The board is fed into the docking machine where it wil travel until it hits a hard stop with a switch fitted. The switch will tell an arduino to stop the boards forwards travel and lower a saw fixed at 1.2 metres away from the hard stop cutting a 1.2 metre long board. When the saw has cut fully and is retracting from the cut an actuator is used to push the cut length sideways to the board width measuring area. The docking cycle could be controlled using time or microswitches for saw and actuator movement.
So as the cut length moves into the width measuring area we have a 1.2 metre length that could measure 7 inches at one end and 5 inches at the other. The pots read a line just in front of the 6 inch width saw blade. As this board is not a full 6 inches wide over its length the pots will fall below the set value while the board is pressing on the switch ( indicating to arduino it needs to read and act ). This fall in value will trip the interrupt which will allow the board to pass straight to the 4 inch board measurement and saw station. If it was a full 7 inch wide in total length the pots would show above or equal to set value and the board will be sent to the stacking area as it will have been trimmed to 6 inches already by the set saw it had to pass.
The use of set saws and not a moveable saw and fence system gives extra robustness to the transportable system as well as simplicity for coding and any operator to set it up after transport. It’s all just plug it in and start and no worries about vibration and movement that may mean a recalibration of servos and motors etc. Spare parts needed on site are also a few microswitches,pots and a spare actuator. If we go with a moveable saw and fence system we need encoders and sensors added to the spare parts list and perhaps more then a basic electronic experience to fit and diagnose.
A commercial docking saw costs $80,000 in Australia and can produce up to 300-400 cubic metres a day which is not bad value. It is made to be fixed in a shed and is driven by 3 phase electricity. A trimmer saw with moveable blades and or fence system is expensive but it does the volume to pay for itself.

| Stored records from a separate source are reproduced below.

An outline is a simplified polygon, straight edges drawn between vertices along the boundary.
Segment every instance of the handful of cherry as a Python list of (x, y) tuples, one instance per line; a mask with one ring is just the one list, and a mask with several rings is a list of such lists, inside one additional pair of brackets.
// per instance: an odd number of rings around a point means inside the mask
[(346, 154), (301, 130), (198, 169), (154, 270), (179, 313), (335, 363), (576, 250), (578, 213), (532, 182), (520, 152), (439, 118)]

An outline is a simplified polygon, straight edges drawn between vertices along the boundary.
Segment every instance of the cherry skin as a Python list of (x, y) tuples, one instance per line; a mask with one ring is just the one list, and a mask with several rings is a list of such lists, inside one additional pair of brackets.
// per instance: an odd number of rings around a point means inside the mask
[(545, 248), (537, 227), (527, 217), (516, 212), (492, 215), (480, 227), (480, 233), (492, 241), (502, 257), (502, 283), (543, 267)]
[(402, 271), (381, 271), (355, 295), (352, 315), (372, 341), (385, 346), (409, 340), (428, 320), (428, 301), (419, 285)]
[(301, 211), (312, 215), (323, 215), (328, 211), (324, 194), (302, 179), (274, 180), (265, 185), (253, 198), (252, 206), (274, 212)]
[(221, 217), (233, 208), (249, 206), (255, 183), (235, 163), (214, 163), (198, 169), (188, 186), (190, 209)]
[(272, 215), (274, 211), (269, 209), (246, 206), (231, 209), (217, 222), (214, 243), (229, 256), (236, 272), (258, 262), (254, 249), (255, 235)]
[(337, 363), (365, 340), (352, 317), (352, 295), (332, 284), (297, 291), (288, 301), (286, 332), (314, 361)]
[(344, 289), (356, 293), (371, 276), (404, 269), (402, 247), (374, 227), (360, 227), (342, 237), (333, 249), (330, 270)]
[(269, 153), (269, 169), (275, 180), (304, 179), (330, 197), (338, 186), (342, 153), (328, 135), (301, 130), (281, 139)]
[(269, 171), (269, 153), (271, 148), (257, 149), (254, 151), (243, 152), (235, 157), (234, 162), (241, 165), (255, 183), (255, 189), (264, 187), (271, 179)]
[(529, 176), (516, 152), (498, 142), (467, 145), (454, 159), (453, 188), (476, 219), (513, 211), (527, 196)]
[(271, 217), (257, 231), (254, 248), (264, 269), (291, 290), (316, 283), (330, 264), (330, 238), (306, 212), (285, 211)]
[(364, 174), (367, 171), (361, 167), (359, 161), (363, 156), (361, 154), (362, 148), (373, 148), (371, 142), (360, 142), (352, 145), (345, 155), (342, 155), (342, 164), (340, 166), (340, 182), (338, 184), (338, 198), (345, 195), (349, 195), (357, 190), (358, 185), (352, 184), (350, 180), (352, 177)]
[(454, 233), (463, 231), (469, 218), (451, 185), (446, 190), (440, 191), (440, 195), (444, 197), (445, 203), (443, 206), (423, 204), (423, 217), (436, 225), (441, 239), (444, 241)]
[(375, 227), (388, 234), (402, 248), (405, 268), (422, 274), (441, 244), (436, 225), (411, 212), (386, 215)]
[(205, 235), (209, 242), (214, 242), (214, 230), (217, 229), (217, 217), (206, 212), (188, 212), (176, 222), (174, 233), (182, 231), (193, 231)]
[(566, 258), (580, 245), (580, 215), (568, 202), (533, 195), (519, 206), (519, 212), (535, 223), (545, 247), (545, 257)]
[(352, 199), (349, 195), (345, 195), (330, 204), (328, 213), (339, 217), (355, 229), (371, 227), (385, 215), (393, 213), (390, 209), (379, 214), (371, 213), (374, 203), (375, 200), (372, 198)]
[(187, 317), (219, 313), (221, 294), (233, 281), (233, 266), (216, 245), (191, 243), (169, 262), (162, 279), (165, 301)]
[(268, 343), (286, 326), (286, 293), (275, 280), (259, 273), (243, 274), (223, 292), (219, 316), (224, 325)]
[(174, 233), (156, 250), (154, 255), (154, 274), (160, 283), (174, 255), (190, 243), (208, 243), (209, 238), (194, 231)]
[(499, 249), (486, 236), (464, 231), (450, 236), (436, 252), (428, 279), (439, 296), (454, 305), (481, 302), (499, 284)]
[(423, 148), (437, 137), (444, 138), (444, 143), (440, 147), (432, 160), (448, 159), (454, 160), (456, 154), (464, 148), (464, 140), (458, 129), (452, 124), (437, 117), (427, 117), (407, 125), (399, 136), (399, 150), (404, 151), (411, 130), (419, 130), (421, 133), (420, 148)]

My problem is I only have a small supply of timber that is not of a great quality so any boards that can be recovered will not have a great value. With a small volume of timber to process and only a low sale price being achievable I cannot pay commercial prices for docking saws and trimming saws. Finding a way to cut 20 cubic metres a day and survive in an industry where volume is key is not easy. No one builds equipment to cut 20 cube a day as no one wants it but in my case I can’t manually cut 20 cube a day with a mobile sawmill so I need to build the equipment I need. Commercial computer controlled sawmills are getting 40-45% recovery ( that is for every cubic metre of logs that are delivered they only recover .4-.45 of a cubic metre of boards ) which is a terrible recovery but they make it up with volume. A mobile hand operated sawmill can achieve up 70 % recovery and I’d like to achieve a good balance and aim for a 60% recovery using a mobile sawmill with simple computer controls to cut wages and keep the project viable. 20 cube a day at an average width of 4-6 inches is only 5333 boards in 8 hours or roughly 12 boards a minute or .2 of a board per second.
The system can run faster then this for sure but I’m not sure I need it to run faster.
You could map the whole 12 meter length as "pixel areas" and use rule-based software techniques to find listed sizes using that map. What rules however involve any cut changing the map into 2 maps. For sure a lot of work but it -is- possible to compute large usable board areas with Uno.